Mahkememizce davacılar vekilinin hesap bilirkişi raporuna itiraz etmesi üzerine yeniden Aktüerya Bilirkişisi …’dan ek rapor alınmıştır. Bilirkişi 25/11/2015 tarihli ek raporunda; çocuğunun ölümü dolayısıyla ile …’nın destekten yoksunluk tazminat tutarının 37.765,43 TL, …’nın geçici ve daimi iş göremezlik tazminat tutarının 23.815,80 TL olmak üzere toplam 61.581,23 TL olduğu, davacı …’ın hem %100 kusurlu hem de aracın sürücüsü ve maliki olması nedeniyle tazminat hakkı olmadığı belirtilmiştir.
Davacılar vekili 30/11/2015 tarihli dilekçesi ile; davacı … için 2.000,00 TL geçici ve sürekli iş göremezlik tazminatını ve 1.000,00 TL destekten yoksun kalma tazminatını 58.581,23 TL artırarak (ıslah ederek); davacı … için 23.815,80 TL geçici ve daimi iş göremezlik tazminatının, 37.765,43 TL destekten yoksun kalma tazminatının kaza tarihinden itibaren işleyecek yasal faizi ile birlikte davalıdan tahsilini talep etmiş ve harcını ikmal etmiştir.
Mahkememizce davalı vekilinin aktüerya bilirkişi raporuna itiraz etmesi üzerine yeniden ek rapor alınmıştır. Bilirkişi 22/03/2016 tarihli ek raporunda; daha önce verilen 25/11/2015 tarihli raporunda yanlışlık olmadığı belirtilmiştir.
Mahkememizce alınan hesap bilirkişi raporlarının hüküm vermeye elverişli olmaması nedeniyle Ankara Nöbetçi Asliye Ticaret Mahkemesine talimat yazılmış ve rapor alınmıştır. Aktüerya Bilirkişisi …’un 28/06/2016 tarihli raporunda; …’ın 19/06/2013 tarihinde meydana gelen kazada vefatının nedeniyle anne …’ın destekten yoksun kalma zararının 71.399,50 TL olduğu, yetiştirme giderinin ise 12.300,27 TL olduğu, …’ın 19/06/2013 tarihinde meydana gelen kaza sonucunda; 50 günlük geçici iş göremezlik zararının 1.301,43 TL olduğu, %6,2 oranındaki sürekli iş göremezlik zararının 31.579,61 TL olduğu belirtilmiştir.
Mahkememizce Yargıtay … Hukuk Dairesinin … Karar sayılı ilamına uygun şekilde ek rapor düzenlenmesi için Ankara Nöbetçi Asliye Ticaret Mahkemesine talimat yazılmış ve ek rapor alınmıştır.

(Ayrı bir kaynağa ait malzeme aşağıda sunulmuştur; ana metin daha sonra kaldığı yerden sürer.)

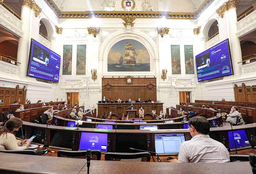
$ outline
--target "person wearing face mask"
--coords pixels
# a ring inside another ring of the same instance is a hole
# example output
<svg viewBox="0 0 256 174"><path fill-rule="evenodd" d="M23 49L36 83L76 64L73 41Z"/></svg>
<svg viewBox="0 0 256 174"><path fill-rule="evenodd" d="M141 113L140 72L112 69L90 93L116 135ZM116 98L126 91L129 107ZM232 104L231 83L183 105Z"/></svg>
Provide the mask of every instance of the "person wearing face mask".
<svg viewBox="0 0 256 174"><path fill-rule="evenodd" d="M230 161L229 154L221 143L210 138L211 125L205 118L196 116L188 121L192 138L183 142L176 159L171 162L226 162Z"/></svg>
<svg viewBox="0 0 256 174"><path fill-rule="evenodd" d="M84 114L84 113L83 112L83 111L84 110L83 110L82 108L79 108L79 111L77 113L78 117L80 118L83 117L83 114Z"/></svg>
<svg viewBox="0 0 256 174"><path fill-rule="evenodd" d="M140 118L144 118L144 110L142 107L141 107L140 109L139 110L139 115Z"/></svg>
<svg viewBox="0 0 256 174"><path fill-rule="evenodd" d="M24 140L17 142L14 134L15 131L18 131L23 124L18 118L13 117L6 121L3 129L0 129L0 150L17 150L27 149L31 144L32 141ZM25 145L25 146L22 146Z"/></svg>
<svg viewBox="0 0 256 174"><path fill-rule="evenodd" d="M226 120L231 122L232 124L236 124L237 122L237 117L239 114L238 111L238 108L235 106L232 106L231 110L229 114L227 115L228 117Z"/></svg>
<svg viewBox="0 0 256 174"><path fill-rule="evenodd" d="M18 111L20 111L23 110L24 110L24 105L23 104L20 104L19 106L19 108L16 109L15 112L17 112Z"/></svg>
<svg viewBox="0 0 256 174"><path fill-rule="evenodd" d="M48 109L44 112L44 114L47 114L47 115L48 116L48 119L49 120L51 118L52 118L53 113L58 111L58 110L53 110L53 106L50 106L48 107Z"/></svg>

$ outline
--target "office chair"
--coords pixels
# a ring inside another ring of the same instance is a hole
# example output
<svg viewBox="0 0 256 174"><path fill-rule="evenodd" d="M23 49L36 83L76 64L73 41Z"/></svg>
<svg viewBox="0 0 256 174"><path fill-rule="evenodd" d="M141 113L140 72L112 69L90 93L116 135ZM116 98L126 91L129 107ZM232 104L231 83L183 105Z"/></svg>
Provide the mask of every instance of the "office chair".
<svg viewBox="0 0 256 174"><path fill-rule="evenodd" d="M230 162L249 161L249 155L230 155L229 156Z"/></svg>
<svg viewBox="0 0 256 174"><path fill-rule="evenodd" d="M60 150L57 153L58 157L66 158L75 158L86 159L87 150L79 150L73 151ZM101 153L98 150L91 150L91 160L100 160L101 157Z"/></svg>
<svg viewBox="0 0 256 174"><path fill-rule="evenodd" d="M146 159L145 161L145 158ZM141 158L142 161L150 161L150 154L148 152L139 153L113 153L108 152L105 155L105 161L121 161L122 159ZM132 161L132 160L131 160Z"/></svg>
<svg viewBox="0 0 256 174"><path fill-rule="evenodd" d="M42 152L36 151L34 150L1 150L0 152L16 154L17 154L31 155L42 155Z"/></svg>

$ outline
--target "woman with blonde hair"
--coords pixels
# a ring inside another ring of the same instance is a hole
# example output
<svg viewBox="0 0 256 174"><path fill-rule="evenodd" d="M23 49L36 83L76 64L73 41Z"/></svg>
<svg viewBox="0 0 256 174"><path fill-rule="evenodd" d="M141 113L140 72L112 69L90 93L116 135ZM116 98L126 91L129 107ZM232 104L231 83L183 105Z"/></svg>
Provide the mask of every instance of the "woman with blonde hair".
<svg viewBox="0 0 256 174"><path fill-rule="evenodd" d="M19 150L27 149L32 142L28 140L17 142L14 133L19 130L23 124L18 118L13 118L6 122L4 128L0 129L0 150ZM23 145L25 145L22 146Z"/></svg>

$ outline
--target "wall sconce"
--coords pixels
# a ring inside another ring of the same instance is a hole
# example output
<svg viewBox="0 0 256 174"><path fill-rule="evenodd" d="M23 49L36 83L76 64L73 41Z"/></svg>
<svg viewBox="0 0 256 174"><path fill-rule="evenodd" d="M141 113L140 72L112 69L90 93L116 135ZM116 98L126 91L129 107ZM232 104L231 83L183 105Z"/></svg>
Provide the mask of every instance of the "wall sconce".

Aktüerya Bilirkişisi … 17/01/2017 havale tarihli bilirkişi raporunda; …’ın 19/06/2013 tarihinde meydana gelen trafik kazası sonucunda vefatı nedeniyle; anne …’ın destekten yoksun kalma zararının 41.950,47 TL olduğu, yetiştirme giderinin ise 13.951,52 TL olduğu, …’ın 19/06/2013 tarihinde meydana gelen kaza nedeniyle 50 günlük geçici iş göremezlik oranının 1.301,43 TL, %6,2 oranında sürekli iş göremezlik zararının 33.889,49 TL olduğu belirtilmiştir.
Mahkememizce toplanan deliller uyarınca asıl davada … yönünden ret, … yönünden davanın kabulüne, birleşen davada ise Kısmen kabule karar verilmiştir.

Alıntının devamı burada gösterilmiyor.